Initially, the defendants denied that they possessed, or ever had possessed, the products. However, when the court required submission of an affidavit to that effect, the defendants declined on the ground that the information at issue was protected by the Fifth Amendment. Plaintiffs moved to compel all of the defendants to comply with the earlier order, the court granted the motion, and they appealed.

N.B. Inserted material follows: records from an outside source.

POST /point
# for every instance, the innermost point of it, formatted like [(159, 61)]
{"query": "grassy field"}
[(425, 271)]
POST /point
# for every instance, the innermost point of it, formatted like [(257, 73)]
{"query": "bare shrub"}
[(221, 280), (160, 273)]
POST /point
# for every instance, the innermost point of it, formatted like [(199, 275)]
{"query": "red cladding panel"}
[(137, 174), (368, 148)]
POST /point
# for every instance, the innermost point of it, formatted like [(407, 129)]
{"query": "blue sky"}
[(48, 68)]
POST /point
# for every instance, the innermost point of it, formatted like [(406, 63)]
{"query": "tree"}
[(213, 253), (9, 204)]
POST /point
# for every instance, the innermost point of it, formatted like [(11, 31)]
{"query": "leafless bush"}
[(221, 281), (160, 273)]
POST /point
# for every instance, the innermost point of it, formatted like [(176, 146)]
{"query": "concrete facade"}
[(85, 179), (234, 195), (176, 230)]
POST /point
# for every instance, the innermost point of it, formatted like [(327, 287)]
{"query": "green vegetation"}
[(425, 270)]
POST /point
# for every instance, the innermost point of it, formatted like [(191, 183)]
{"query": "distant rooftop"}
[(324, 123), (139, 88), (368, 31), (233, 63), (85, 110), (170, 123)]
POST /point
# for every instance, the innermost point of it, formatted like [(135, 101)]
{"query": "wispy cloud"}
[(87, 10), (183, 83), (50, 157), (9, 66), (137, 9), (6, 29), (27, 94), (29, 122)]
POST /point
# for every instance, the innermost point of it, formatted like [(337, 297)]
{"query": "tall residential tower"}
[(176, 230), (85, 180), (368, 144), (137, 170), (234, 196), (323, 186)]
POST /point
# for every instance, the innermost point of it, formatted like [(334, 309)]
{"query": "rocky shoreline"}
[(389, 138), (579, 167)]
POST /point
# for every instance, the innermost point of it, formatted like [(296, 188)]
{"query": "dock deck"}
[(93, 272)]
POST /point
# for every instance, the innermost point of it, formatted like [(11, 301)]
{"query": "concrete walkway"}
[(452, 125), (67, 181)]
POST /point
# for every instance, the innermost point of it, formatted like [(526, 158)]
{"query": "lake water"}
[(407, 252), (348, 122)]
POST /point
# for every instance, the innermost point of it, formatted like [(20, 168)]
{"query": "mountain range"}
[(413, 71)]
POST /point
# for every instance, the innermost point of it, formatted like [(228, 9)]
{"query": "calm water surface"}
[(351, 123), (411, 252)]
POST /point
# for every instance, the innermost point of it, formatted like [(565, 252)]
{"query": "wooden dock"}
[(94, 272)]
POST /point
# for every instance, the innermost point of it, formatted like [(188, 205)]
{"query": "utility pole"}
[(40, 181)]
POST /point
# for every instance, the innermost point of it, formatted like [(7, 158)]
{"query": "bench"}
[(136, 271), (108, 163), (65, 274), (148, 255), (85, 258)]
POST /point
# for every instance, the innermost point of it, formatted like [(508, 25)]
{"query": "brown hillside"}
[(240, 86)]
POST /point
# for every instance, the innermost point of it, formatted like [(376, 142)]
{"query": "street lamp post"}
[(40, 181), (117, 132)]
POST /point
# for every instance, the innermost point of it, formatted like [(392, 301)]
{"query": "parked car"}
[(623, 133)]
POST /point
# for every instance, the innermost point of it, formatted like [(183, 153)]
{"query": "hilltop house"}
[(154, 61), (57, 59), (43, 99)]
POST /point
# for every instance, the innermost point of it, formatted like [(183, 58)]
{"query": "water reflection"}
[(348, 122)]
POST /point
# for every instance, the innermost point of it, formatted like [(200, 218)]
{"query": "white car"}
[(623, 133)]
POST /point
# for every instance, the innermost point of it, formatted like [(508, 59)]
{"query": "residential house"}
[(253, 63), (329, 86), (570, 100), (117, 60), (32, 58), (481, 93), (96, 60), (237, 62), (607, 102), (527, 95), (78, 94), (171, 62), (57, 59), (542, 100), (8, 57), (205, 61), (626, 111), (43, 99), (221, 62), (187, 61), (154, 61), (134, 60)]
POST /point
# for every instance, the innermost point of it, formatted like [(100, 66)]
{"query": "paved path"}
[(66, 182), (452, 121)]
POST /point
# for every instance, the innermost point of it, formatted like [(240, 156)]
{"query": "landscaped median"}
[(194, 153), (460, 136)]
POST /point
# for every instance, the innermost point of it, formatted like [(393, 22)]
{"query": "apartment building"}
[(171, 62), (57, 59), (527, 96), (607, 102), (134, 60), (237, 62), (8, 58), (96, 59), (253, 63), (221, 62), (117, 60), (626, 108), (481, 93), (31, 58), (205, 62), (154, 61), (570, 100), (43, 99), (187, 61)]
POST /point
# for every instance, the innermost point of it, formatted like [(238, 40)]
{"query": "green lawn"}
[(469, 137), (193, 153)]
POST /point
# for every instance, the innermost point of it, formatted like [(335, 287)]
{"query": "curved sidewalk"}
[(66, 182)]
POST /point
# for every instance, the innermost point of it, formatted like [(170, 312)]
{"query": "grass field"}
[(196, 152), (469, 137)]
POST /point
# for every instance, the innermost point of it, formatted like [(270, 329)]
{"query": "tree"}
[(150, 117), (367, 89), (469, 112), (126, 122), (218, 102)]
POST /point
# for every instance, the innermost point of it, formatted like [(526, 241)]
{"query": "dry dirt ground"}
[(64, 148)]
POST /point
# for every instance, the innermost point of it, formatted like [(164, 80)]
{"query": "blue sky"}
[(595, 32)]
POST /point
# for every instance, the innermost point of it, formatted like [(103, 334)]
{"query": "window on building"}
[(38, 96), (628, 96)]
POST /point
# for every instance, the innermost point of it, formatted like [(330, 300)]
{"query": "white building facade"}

The Michigan Court of Appeals agreed with the employees that their own privilege against self-incrimination could be compromised if they, individually, were forced to comply. So, the trial court’s order was reversed to that extent. But the appellate court affirmed the order requiring the corporate defendant to submit the affidavit, rejecting the argument that compelling the corporation to reveal whether it has possessed the software essentially would disclose the same information that the individual defendants were excused from providing. The court pointed out that “organizations with independent existence apart from their individual members may not assert the Fifth Amendment privilege.” Analogizing the individual defendants to custodians of corporate records, the Court of Appeals stated that “the custodian of an organization’s records may not refuse to produce records even if those records might incriminate the custodian personally.” PCS4LESS, LLC v. Stockton, Nos. 296870 and 09-000380-CZ (Mich. Ct. of App., Mar. 8, 2011), citing Paramount Pictures Corp. v. Miskinis, 418 Mich. 708, 344 N.W.2d 788 (1984).

The PCS4LESS case shows that wrongful possession of someone else’s proprietary information can lead not only to a civil suit for damages but also to criminal prosecution. Trade secret counsel should be consulted promptly by anyone charged with misappropriation.